After almost five years, the NFLPA decided to rescind the “Junior Rule” yesterday. This rule, enacted and enforced by the NFLPA, specified that agents were not allowed to contact a college player until after their junior year—specifically, either after their last regular season or conference championship game or December 1st, whichever came later. Since the NFL’s CBA requires that three regular seasons have completed before a player may be drafted, the intent was to reduce unnecessary contact between draft ineligible student-athletes and agents.
In theory, this rule made sense; in practice it became an unbridled disaster for the industry. The competition to sign student-athletes is fierce and this rule became a wedge between agents who completely ignored it and those who tried to follow the law. Unfortunately for the NFLPA and their agents, since contact with a student-athlete is not prohibited by the NCAA, by and large student-athletes and institutions neither cared about nor enforced this rule.

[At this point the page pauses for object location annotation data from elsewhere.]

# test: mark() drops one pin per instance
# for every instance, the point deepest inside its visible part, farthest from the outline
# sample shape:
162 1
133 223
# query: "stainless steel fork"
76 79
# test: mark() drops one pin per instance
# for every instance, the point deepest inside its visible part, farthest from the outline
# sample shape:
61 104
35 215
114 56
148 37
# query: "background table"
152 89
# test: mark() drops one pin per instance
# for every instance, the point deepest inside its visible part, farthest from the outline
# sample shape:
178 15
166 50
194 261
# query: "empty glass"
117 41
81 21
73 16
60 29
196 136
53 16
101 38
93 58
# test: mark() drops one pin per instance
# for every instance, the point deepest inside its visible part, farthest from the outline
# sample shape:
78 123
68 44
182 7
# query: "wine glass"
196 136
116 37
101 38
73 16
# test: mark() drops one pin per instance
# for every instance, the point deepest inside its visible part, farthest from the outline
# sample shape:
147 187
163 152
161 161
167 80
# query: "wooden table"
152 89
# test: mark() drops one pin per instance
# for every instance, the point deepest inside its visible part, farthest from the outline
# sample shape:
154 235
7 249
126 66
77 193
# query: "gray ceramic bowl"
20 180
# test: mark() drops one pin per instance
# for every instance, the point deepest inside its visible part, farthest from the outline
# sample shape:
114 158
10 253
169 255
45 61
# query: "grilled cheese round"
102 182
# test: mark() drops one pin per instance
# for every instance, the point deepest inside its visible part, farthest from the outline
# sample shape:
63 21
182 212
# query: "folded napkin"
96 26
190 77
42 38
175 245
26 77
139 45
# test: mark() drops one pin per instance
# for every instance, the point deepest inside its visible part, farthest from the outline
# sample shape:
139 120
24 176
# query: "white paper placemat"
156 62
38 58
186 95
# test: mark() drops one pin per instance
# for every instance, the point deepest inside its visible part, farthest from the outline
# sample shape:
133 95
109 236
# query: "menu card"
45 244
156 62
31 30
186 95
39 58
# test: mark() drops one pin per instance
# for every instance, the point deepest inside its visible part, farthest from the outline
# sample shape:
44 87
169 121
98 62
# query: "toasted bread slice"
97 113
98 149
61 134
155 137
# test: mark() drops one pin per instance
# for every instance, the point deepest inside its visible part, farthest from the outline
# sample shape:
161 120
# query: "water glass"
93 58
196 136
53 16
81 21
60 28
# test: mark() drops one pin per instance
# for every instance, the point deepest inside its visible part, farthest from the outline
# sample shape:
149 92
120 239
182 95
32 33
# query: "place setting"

The result was that agents were forced to decide between abiding by this rule or losing potential clients to their competitors who largely ignored this prohibition. Furthermore, even if agents themselves decided to follow the law, they skirted its intent by hiring runners or representatives to recruit for them. Since the NFLPA has no jurisdiction over anyone not certified by the union, the industry saw an explosion of runners who descended on college campuses across the country.
Yesterday, the NFLPA, by a vote of the player representatives, rescinded the “Junior Rule.” What this means is that schools across the country must be even more prepared to educate their student-athletes. The good news is that the game has changed from enforcement to education. The bad news, how many schools take educating student-athletes in this transition process seriously?